To activate single-hop mode, integrate the following directives into your Hidden Service configuration:

HiddenServiceNonAnonymousMode 1
HiddenServiceSingleHopMode 1

A word of caution: selecting single-hop mode will effectively transform your Tor daemon into a non-anonymous entity, precluding its use as a client on the Tor network. Should your torrc file sport a configured SOCKS port, remember to disable it:

SocksPort 0

With your Hidden Service configuration finalized, safeguard your changes in the torrc file and beckon the Tor daemon to embrace its new configuration:

sudo service tor restart

The final piece of this puzzle is the /var/lib/tor/my_service/hostname file, where your Hidden Service's .onion address resides. Armed with this address, any Tor-capable device across the globe can rendezvous with your locally-hosted service.

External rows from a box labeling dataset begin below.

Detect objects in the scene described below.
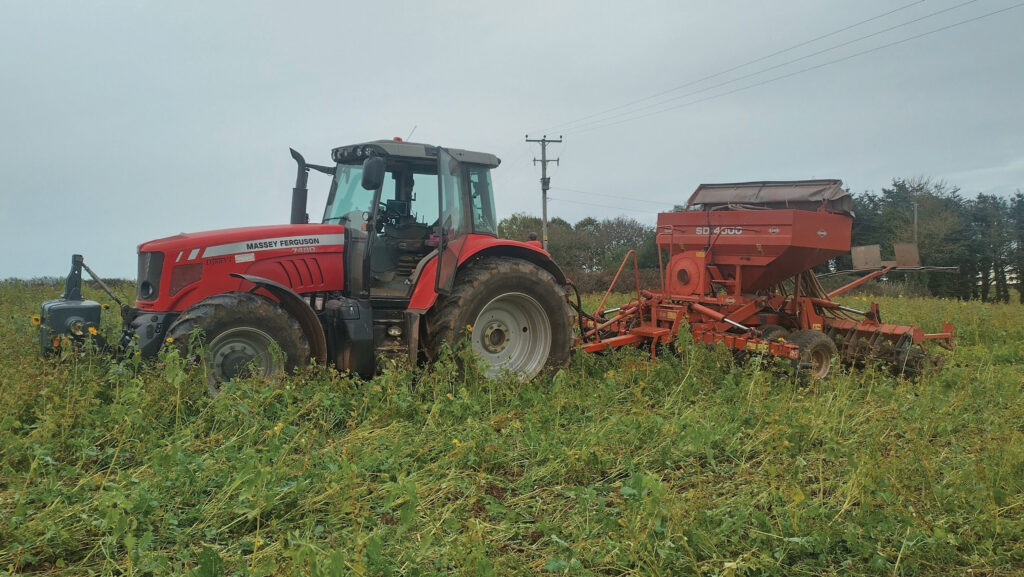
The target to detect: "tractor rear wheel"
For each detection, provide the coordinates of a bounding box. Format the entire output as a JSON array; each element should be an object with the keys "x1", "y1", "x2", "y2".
[
  {"x1": 427, "y1": 257, "x2": 572, "y2": 379},
  {"x1": 786, "y1": 330, "x2": 839, "y2": 380},
  {"x1": 167, "y1": 292, "x2": 309, "y2": 394}
]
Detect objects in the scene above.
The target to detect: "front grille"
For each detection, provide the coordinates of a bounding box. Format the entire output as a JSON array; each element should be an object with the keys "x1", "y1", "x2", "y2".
[{"x1": 136, "y1": 252, "x2": 164, "y2": 300}]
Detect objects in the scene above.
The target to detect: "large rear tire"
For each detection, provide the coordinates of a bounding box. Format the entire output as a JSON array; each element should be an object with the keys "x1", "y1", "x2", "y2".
[
  {"x1": 427, "y1": 257, "x2": 572, "y2": 379},
  {"x1": 167, "y1": 292, "x2": 309, "y2": 393},
  {"x1": 786, "y1": 330, "x2": 839, "y2": 380}
]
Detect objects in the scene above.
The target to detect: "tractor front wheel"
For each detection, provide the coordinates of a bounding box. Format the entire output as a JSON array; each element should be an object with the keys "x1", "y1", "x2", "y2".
[
  {"x1": 167, "y1": 292, "x2": 309, "y2": 393},
  {"x1": 786, "y1": 330, "x2": 839, "y2": 380},
  {"x1": 427, "y1": 257, "x2": 572, "y2": 379}
]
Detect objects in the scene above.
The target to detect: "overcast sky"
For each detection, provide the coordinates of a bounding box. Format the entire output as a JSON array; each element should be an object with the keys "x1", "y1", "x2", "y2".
[{"x1": 0, "y1": 0, "x2": 1024, "y2": 278}]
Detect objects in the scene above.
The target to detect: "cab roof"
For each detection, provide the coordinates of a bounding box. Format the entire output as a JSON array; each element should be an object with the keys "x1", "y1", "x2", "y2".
[{"x1": 331, "y1": 139, "x2": 502, "y2": 168}]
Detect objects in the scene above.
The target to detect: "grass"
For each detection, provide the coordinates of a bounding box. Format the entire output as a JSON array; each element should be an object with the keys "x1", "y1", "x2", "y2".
[{"x1": 0, "y1": 282, "x2": 1024, "y2": 576}]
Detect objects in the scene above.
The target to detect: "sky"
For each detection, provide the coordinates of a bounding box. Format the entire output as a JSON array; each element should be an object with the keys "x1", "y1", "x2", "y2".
[{"x1": 0, "y1": 0, "x2": 1024, "y2": 279}]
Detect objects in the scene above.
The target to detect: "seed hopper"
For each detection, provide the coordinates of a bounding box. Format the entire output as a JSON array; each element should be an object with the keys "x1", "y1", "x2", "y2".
[{"x1": 579, "y1": 180, "x2": 953, "y2": 378}]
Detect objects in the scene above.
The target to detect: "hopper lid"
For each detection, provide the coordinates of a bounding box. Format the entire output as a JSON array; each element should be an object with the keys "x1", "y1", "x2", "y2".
[{"x1": 687, "y1": 179, "x2": 853, "y2": 212}]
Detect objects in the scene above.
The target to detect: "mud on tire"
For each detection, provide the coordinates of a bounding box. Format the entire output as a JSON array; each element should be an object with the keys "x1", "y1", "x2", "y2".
[
  {"x1": 786, "y1": 330, "x2": 839, "y2": 380},
  {"x1": 167, "y1": 292, "x2": 309, "y2": 393},
  {"x1": 426, "y1": 257, "x2": 573, "y2": 378}
]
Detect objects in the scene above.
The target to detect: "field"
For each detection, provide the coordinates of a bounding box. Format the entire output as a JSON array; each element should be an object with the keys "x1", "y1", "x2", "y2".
[{"x1": 0, "y1": 282, "x2": 1024, "y2": 577}]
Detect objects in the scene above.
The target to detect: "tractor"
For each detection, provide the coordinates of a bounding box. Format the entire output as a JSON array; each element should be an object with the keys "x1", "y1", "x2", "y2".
[{"x1": 39, "y1": 138, "x2": 574, "y2": 387}]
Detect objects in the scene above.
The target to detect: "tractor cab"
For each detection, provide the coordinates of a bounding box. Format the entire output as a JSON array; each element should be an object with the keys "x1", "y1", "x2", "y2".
[{"x1": 323, "y1": 139, "x2": 501, "y2": 304}]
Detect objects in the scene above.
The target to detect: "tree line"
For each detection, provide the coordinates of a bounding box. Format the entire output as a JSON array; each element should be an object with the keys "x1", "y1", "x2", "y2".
[{"x1": 498, "y1": 178, "x2": 1024, "y2": 304}]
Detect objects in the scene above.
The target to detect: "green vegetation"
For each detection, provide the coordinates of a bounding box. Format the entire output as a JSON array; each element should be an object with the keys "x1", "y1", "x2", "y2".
[{"x1": 0, "y1": 282, "x2": 1024, "y2": 576}]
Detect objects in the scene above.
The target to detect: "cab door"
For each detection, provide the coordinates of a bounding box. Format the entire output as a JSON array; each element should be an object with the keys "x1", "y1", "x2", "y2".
[{"x1": 434, "y1": 147, "x2": 468, "y2": 294}]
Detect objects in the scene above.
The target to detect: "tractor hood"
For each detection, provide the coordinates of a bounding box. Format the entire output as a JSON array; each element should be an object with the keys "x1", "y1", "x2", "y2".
[
  {"x1": 138, "y1": 224, "x2": 345, "y2": 262},
  {"x1": 135, "y1": 224, "x2": 345, "y2": 313}
]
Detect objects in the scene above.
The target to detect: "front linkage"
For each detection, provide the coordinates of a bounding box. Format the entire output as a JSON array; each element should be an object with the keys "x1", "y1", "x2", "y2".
[{"x1": 36, "y1": 254, "x2": 167, "y2": 357}]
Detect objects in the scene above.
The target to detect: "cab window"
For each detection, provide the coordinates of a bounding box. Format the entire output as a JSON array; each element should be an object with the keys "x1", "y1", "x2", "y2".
[{"x1": 466, "y1": 165, "x2": 498, "y2": 237}]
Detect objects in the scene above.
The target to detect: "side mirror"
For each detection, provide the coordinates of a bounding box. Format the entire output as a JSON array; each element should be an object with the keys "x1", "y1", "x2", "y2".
[{"x1": 362, "y1": 156, "x2": 387, "y2": 191}]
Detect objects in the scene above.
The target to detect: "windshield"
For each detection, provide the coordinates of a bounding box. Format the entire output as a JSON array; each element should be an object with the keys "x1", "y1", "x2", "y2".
[
  {"x1": 324, "y1": 164, "x2": 437, "y2": 229},
  {"x1": 324, "y1": 164, "x2": 374, "y2": 224}
]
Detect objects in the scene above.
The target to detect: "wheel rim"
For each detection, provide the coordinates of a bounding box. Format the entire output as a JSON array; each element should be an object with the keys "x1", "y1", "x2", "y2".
[
  {"x1": 470, "y1": 292, "x2": 551, "y2": 378},
  {"x1": 209, "y1": 327, "x2": 281, "y2": 382}
]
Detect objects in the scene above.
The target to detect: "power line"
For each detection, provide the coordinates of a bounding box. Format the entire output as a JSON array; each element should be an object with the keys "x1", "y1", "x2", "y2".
[
  {"x1": 551, "y1": 187, "x2": 676, "y2": 206},
  {"x1": 565, "y1": 2, "x2": 1024, "y2": 134},
  {"x1": 565, "y1": 0, "x2": 978, "y2": 134},
  {"x1": 535, "y1": 0, "x2": 927, "y2": 132},
  {"x1": 548, "y1": 197, "x2": 654, "y2": 214}
]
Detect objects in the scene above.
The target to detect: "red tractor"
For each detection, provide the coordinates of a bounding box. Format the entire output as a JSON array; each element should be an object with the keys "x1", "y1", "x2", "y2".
[{"x1": 40, "y1": 138, "x2": 573, "y2": 383}]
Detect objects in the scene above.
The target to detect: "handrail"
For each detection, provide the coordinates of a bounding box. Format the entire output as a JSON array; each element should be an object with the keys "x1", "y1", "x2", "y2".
[{"x1": 594, "y1": 249, "x2": 640, "y2": 317}]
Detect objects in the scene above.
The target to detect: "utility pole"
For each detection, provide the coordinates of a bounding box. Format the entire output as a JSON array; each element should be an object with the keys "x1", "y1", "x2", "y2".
[
  {"x1": 913, "y1": 203, "x2": 918, "y2": 244},
  {"x1": 526, "y1": 134, "x2": 562, "y2": 250}
]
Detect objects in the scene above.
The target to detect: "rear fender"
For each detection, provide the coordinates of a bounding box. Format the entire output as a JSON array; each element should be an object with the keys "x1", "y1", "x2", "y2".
[
  {"x1": 409, "y1": 237, "x2": 566, "y2": 314},
  {"x1": 231, "y1": 273, "x2": 327, "y2": 365}
]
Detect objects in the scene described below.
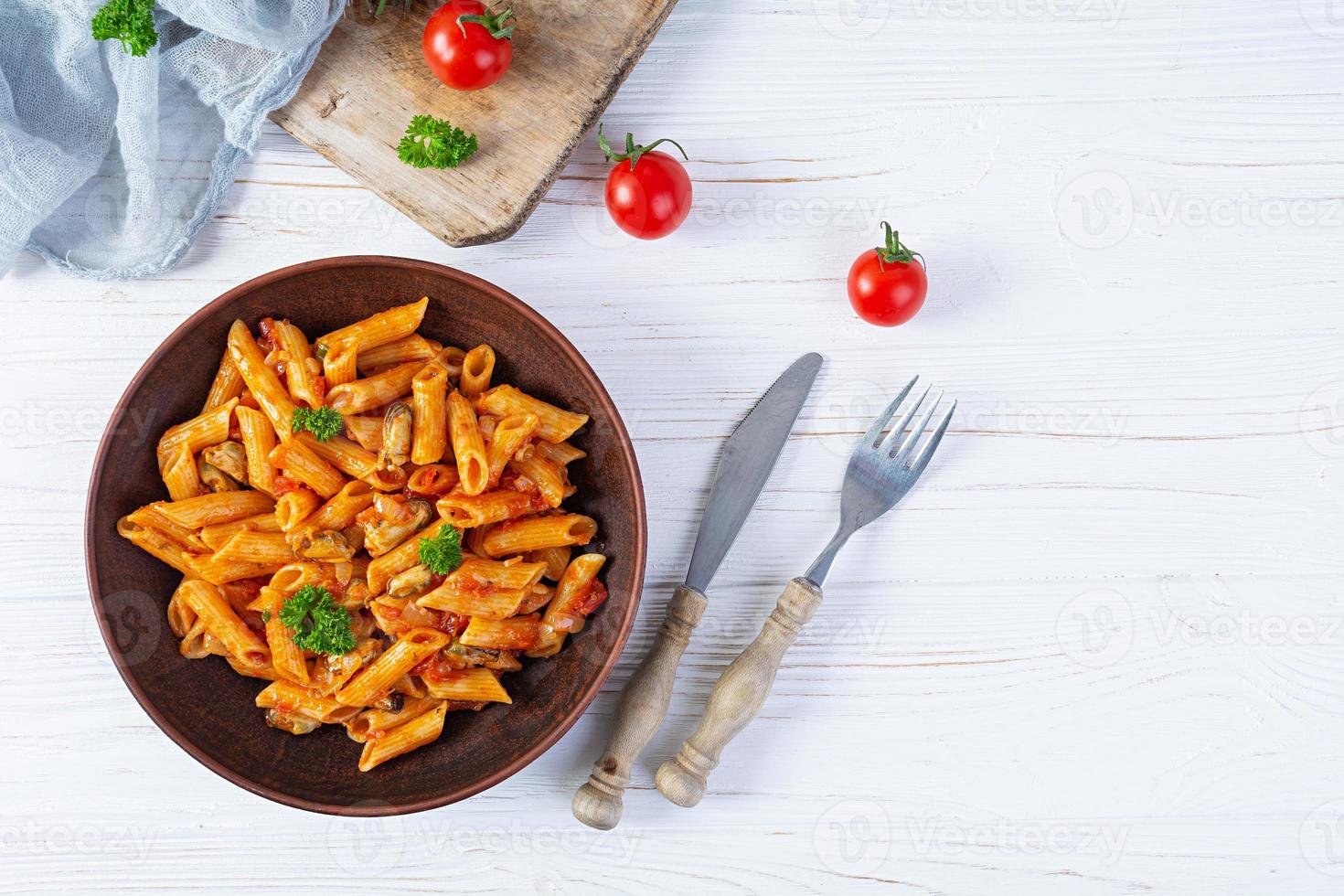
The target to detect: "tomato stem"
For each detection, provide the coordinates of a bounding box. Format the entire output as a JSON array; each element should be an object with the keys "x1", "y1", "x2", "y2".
[
  {"x1": 597, "y1": 123, "x2": 691, "y2": 171},
  {"x1": 457, "y1": 5, "x2": 517, "y2": 40},
  {"x1": 876, "y1": 221, "x2": 923, "y2": 264}
]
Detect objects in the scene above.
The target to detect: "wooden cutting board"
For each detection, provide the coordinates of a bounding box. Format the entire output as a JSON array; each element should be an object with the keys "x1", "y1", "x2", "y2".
[{"x1": 272, "y1": 0, "x2": 676, "y2": 246}]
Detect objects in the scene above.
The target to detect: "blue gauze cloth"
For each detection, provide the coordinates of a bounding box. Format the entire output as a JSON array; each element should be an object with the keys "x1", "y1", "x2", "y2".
[{"x1": 0, "y1": 0, "x2": 346, "y2": 280}]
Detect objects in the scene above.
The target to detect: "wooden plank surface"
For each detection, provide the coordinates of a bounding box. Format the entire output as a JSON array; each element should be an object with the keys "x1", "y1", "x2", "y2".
[
  {"x1": 272, "y1": 0, "x2": 676, "y2": 246},
  {"x1": 0, "y1": 0, "x2": 1344, "y2": 896}
]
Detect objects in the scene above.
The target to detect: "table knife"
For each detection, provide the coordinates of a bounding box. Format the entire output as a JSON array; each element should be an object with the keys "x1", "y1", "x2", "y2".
[{"x1": 572, "y1": 352, "x2": 821, "y2": 830}]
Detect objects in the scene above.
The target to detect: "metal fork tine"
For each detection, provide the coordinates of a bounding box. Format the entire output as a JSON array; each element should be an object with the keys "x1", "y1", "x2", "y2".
[
  {"x1": 891, "y1": 392, "x2": 944, "y2": 466},
  {"x1": 910, "y1": 400, "x2": 957, "y2": 482},
  {"x1": 881, "y1": 386, "x2": 933, "y2": 454},
  {"x1": 858, "y1": 376, "x2": 919, "y2": 450}
]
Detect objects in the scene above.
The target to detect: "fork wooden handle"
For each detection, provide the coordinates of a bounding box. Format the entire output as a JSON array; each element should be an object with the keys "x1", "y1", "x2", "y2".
[
  {"x1": 657, "y1": 578, "x2": 821, "y2": 806},
  {"x1": 572, "y1": 584, "x2": 709, "y2": 830}
]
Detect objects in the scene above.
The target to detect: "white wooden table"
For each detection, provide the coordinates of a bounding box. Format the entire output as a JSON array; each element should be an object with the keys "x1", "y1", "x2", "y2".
[{"x1": 0, "y1": 0, "x2": 1344, "y2": 896}]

A final cautionary note: Exposing local services through Tor is not a task to be undertaken lightly. Ensure your endeavors unfold within safe, sanctioned environs where such actions are explicitly permitted. Also, bear in mind that requests to your local service via your Hidden Service will seemingly emanate from localhost. This peculiarity merits due consideration when configuring access rules, virtual hosts, IP address bindings, and other pertinent aspects.

Conclusion

This article merely scratches the surface of Tor's multifaceted utility. Over the years, I've encountered myriad applications for Tor, and the potential for innovation appears boundless. I harbor a fervent wish to witness Tor's ascendancy as an indispensable tool in the arsenal of systems administration, enabling the seamless execution of diverse networking tasks.